Considering that Cassandra is not ACID compliant with her "eventual consistency", and that MySQL is notorious for corrupting data and not functioning correctly, I am compelled to wonder just what kind of people work at Netflix. And who gets the idea to go to AWS and pay the full virtualization on Linux performance penalty?

Now, I've done Oracle engineering at some very large databases (hundreds of millions of rows, OLTP and DWH), and I know that Oracle is a smoking fast database when the right people develop on it. Also makes me wonder what kind of code they had running, and what kind of people selected it, when they managed to gum up what is essentially the Bugatti Veyron of databases.

Given this information from "Netflix" I won't be considering them as a potential employer any time soon. It has to be a mess over there.

tedivm · on June 22, 2016

The majority of the corruption issues with MySQL comes from using the innodb engine. AWS built their own MySQL engine called Aurora that I would be shocked if Netflix wasn't using. It's designed for distributed workloads and should be harder to corrupt.

I'll admit I'm confused about picking Cassandra as well, but not for the same reasons you are. They're only storing subscriber data (billing address, subscription type, etc). That data is going to remain static for months at a time. When changed the only potential problem that could occur is the billing process using old data, but I'm guessing their system is smart enough to try again in thirty minutes.

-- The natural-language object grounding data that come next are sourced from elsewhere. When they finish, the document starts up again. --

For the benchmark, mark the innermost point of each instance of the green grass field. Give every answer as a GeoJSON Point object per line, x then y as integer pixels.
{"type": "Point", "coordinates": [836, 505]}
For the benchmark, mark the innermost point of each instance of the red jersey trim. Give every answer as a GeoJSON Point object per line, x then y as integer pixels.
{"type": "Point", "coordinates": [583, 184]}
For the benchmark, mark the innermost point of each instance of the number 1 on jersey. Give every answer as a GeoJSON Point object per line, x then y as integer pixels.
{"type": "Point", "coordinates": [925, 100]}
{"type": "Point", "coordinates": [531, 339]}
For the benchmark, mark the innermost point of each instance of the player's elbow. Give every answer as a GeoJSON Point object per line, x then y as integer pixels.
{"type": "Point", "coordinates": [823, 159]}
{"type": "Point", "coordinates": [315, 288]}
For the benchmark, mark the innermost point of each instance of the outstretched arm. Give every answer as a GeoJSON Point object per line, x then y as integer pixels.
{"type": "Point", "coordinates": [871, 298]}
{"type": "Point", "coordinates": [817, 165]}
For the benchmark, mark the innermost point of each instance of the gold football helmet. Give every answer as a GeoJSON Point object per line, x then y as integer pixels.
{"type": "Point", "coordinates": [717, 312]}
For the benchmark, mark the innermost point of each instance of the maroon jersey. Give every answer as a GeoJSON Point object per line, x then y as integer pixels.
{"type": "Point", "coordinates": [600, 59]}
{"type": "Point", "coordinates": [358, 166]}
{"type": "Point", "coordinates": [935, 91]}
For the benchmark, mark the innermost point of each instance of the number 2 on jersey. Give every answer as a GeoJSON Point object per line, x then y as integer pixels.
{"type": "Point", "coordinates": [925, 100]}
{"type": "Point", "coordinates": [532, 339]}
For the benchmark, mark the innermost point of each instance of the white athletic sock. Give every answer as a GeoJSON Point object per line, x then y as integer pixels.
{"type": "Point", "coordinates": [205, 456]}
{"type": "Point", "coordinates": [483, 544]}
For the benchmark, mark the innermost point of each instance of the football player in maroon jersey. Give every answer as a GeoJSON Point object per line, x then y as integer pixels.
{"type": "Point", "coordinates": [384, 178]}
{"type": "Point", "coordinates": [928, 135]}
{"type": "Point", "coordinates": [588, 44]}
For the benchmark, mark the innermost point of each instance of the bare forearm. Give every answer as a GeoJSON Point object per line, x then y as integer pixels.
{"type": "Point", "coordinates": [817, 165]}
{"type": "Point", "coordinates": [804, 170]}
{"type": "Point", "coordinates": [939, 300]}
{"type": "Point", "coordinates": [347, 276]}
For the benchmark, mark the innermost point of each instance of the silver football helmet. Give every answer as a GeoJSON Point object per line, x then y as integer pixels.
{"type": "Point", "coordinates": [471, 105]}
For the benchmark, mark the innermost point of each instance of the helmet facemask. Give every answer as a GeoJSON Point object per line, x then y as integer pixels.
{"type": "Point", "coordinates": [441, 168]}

Oracle may be fast, but it's also expensive. This is billing, which means batched jobs running in the background- they don't care how long each individual transaction takes, and I'm positive it's going to be cheaper to roll up more servers to compensate than it is to pay Oracle's licensing fees.

tokensimian · on June 23, 2016

I'm not sure if you saw this other thread, but I thought it answered one of your questions so was worth sharing. Sounds like Aurora wasn't stable when this migration began, so they did the migration with an eye towards the next migration (to Aurora).

Sorry about the c/p but I don't see a permalink on lapitopi's comment.

lapitopi 1 day ago I work on the Netflix Billing Team. PostgreSQL was indeed a very attractive option, but we wanted to keep a path to Aurora open. When we were working on the migration, Aurora was still in beta, so instead of going to Aurora directly, we decided run our own MySQL instances on EC2.

edit: begun/began

ec109695 · on June 22, 2016

Amazon doesn't offer instances large enough on RDS, so they are managing their own.

Do you have any sources for the corruption comparison between Aurora vs InnoDB?

Annatar · on June 22, 2016

> Oracle may be fast, but it's also expensive.

So? That's capitalism: one gets what one pays for, and Oracle is not just fast, it can do a lot, and it can be configured to be paranoid about protecting data, and it has clustering technology meant for scaling, RAC.

Truth be told they could have picked PostreSQL and it would have still been a better solution than Cassandra and MySQL.